Hacker, Telecom, Polizia: dove sono i cattivi?

Molly Ha un effetto straniante, per certi versi, il tenore di alcuni articoli pubblicati da eminenti voci nel panorama del Diritto e del Giornalismo italiano in queste ultime settimane. Sembra che, tutto d’un tratto, ci si accorga come d’incanto di avere malgiudicato (sic!) un fenomeno che si propaga da anni. Non molto tempo fa discutevo sulla lista di HackMeeting il mio imbarazzo nel dover indicare “security evangelist” o “security manager” al posto della dicitura Hacker proprio perché alla normale luce del sole l’opinione pubblica tendeva ad adocchiarmi come un delinquente, una persona di cui non fidarsi per nulla al mondo, un “ladro di informazioni“. E a nulla valevano le mie motivazioni, la mia lunga carriera di conferenze e di articoli sulla SALVAGUARDIA della privacy e delle informazioni, sulla sopravvivenza ad uno “stato di polizia“, sulla “necessità della crittografia” e sull’onnipresente controllo.
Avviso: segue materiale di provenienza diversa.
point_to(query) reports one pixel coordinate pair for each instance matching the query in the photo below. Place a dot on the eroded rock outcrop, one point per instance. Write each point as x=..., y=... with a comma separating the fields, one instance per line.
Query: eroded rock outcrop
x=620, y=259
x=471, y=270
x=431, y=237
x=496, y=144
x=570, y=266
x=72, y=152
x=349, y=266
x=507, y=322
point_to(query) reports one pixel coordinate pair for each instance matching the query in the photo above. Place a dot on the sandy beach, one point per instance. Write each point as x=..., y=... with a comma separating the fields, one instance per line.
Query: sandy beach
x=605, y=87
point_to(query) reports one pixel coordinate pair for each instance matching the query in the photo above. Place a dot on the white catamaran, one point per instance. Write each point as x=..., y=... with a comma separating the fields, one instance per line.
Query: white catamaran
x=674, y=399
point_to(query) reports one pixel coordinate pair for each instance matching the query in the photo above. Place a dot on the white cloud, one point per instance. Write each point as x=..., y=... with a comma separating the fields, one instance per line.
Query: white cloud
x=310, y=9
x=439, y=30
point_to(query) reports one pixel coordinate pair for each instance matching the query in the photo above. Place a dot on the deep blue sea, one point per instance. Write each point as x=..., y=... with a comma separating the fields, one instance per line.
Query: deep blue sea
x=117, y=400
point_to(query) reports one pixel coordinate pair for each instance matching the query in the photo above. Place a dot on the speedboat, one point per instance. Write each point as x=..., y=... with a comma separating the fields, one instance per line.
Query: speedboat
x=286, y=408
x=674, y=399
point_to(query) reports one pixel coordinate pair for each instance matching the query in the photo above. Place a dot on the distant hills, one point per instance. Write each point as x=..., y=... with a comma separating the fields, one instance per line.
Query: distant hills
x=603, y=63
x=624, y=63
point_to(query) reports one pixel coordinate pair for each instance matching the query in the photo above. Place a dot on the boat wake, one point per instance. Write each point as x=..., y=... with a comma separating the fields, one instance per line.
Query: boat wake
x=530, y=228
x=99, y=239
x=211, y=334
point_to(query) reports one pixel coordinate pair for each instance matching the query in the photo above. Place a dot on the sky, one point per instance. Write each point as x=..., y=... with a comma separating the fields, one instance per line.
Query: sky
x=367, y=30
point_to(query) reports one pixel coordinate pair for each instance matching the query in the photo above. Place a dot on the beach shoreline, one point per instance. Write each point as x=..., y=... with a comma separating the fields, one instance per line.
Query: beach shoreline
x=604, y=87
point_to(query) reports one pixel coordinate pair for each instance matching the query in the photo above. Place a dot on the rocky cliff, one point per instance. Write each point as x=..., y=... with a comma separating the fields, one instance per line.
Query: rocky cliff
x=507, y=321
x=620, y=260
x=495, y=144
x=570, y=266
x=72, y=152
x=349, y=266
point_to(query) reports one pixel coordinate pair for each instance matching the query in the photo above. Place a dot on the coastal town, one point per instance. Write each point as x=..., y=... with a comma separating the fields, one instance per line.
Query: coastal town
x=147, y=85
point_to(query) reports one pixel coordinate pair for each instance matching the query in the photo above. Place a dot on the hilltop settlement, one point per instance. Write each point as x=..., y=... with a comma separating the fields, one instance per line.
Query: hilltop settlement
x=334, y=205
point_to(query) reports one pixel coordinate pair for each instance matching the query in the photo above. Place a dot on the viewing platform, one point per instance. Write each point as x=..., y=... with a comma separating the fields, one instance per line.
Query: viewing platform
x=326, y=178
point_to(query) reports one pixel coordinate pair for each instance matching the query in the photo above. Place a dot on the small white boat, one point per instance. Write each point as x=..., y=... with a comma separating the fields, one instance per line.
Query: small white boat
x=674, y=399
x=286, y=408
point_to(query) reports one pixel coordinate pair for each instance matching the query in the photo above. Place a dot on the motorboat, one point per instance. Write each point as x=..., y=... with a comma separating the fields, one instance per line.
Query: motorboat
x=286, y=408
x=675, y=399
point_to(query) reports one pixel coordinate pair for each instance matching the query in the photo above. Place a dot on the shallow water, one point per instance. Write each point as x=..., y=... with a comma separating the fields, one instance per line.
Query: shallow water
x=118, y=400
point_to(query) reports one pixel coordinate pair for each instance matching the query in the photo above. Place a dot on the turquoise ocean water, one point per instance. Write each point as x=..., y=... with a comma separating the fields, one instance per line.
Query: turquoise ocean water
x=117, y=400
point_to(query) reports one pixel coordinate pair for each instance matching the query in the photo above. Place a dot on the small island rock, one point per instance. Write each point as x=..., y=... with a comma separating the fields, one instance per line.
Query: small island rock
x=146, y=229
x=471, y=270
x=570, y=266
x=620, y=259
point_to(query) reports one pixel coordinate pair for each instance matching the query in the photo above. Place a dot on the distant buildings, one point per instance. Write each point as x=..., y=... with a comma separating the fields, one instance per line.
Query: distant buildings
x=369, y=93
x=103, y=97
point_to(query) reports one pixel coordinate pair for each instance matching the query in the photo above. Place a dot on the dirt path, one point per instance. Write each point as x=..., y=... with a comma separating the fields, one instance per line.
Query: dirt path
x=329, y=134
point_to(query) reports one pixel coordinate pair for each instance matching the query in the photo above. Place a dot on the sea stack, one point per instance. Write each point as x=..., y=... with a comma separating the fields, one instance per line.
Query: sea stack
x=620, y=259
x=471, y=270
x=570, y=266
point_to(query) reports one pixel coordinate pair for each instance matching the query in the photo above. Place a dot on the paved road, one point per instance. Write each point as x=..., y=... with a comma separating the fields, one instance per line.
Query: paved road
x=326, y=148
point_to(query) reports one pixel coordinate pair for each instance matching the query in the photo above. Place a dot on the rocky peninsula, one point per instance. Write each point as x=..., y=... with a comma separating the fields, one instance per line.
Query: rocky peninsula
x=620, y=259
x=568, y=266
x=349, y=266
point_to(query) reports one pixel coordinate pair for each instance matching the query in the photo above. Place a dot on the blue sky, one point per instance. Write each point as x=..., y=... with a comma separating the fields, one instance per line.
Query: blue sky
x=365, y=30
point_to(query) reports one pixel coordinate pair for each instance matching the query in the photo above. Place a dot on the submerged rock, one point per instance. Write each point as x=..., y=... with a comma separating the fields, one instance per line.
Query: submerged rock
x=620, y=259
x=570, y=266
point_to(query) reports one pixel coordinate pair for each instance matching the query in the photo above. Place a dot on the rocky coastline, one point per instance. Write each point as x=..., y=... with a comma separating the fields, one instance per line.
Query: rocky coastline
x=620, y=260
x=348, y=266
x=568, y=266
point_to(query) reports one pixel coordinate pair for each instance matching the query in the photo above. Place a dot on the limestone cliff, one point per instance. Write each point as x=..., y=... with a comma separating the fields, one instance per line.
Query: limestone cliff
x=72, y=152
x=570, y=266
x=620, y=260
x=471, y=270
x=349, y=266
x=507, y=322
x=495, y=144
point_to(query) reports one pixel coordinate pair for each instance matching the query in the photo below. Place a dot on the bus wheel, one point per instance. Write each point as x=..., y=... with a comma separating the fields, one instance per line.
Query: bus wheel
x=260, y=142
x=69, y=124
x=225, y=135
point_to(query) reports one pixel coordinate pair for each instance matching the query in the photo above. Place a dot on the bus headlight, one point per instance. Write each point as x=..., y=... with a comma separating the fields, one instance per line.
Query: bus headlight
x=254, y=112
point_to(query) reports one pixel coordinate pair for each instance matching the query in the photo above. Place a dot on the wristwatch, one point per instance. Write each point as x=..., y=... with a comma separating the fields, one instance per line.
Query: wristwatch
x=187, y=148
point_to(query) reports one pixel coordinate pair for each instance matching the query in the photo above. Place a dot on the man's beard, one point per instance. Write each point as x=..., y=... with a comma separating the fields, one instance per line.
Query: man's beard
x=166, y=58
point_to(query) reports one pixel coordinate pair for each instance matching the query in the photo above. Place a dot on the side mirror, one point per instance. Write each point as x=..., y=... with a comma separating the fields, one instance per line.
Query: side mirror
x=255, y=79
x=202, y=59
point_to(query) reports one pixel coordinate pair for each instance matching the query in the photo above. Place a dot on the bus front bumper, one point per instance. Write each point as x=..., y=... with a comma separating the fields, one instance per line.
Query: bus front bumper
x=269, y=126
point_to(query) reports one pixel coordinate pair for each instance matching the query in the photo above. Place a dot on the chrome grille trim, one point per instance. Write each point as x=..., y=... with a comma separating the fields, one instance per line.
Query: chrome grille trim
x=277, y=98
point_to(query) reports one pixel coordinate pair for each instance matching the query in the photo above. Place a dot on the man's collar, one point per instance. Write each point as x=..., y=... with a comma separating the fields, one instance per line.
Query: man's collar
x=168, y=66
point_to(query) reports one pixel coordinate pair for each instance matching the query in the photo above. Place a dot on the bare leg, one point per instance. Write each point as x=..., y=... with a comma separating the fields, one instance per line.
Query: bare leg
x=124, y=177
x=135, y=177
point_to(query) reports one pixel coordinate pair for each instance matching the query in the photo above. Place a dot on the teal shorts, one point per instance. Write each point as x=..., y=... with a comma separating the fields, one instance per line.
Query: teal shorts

I buoni stavano attenti agli hacker, i cattivi ERANO gli hacker. E’ con un sorriso e con qualche rimpianto invece che leggo ora l’articolo dell’amico Andrea Monti, strenuo difensore delle libertà digitali che forse senza pensarci più di tanto si trova partecipe e fautore in un articolo su InterLex della leva di opinione pubblica, dello straniamento dell’informazione e del ribaltamento del punto di vista (enfasi mia):

-cut- …la vicenda della struttura di intelligence parallela che sarebbe stata messa in piedi all’interno di Telecom Italia dai vertici della sicurezza offre diversi spunti di riflessione. -cut- il quinto: contrariamente alla pubblicistica di settore (che vuole “hacker”, “pirati” e “multinazionali del direct marketing” alla caccia dei nostri dati personali), i presunti autori del più massiccio mal-trattamento di informazioni (teoricamente) protette dalla legge sarebbero insider non particolarmente dotati tecnicamente, e per di più appartenenti alle forze di polizia e ai servizi di informazioni dai quali dovrebbe dipendere la sicurezza dello Stato-cut- E dove arriveremo con questo? Beh, la mia speranza è che si diffonda sempre più la constatazione importante, direi quasi basilare, che il furto di informazioni riservate è si possibile da parte di crackers e phishers ma è molto più semplice e soprattutto sistematicamente più agevole da parte delle stesse strutture dello stato italiano. E’ forse ora che ci si accorga che i cattivi NON SONO hacker, oggi come oggi, ma che sono proprio gli hacker di oggi i più strenui difensori delle libertà digitali? In italia manca e deve essere con forza introdotta una cultura alla riservatezza ed una cultura alla crittografia che mantenga salvi i confini dello stato di diritto e che trattenga operazioni non autorizzate e incursioni sistematiche nella vita, privacy e intimità del normale cittadino. Se proprio l’autorità competente avesse necessità di controllare il privato, che lo faccia non impunemente e non in modo sistematico. Che si guadagnino il diritto di farlo… Se mi autorizzate inoltre un minimo di “autopromozione” di questi ed altri argomenti correlati parlerò Sabato a Verona.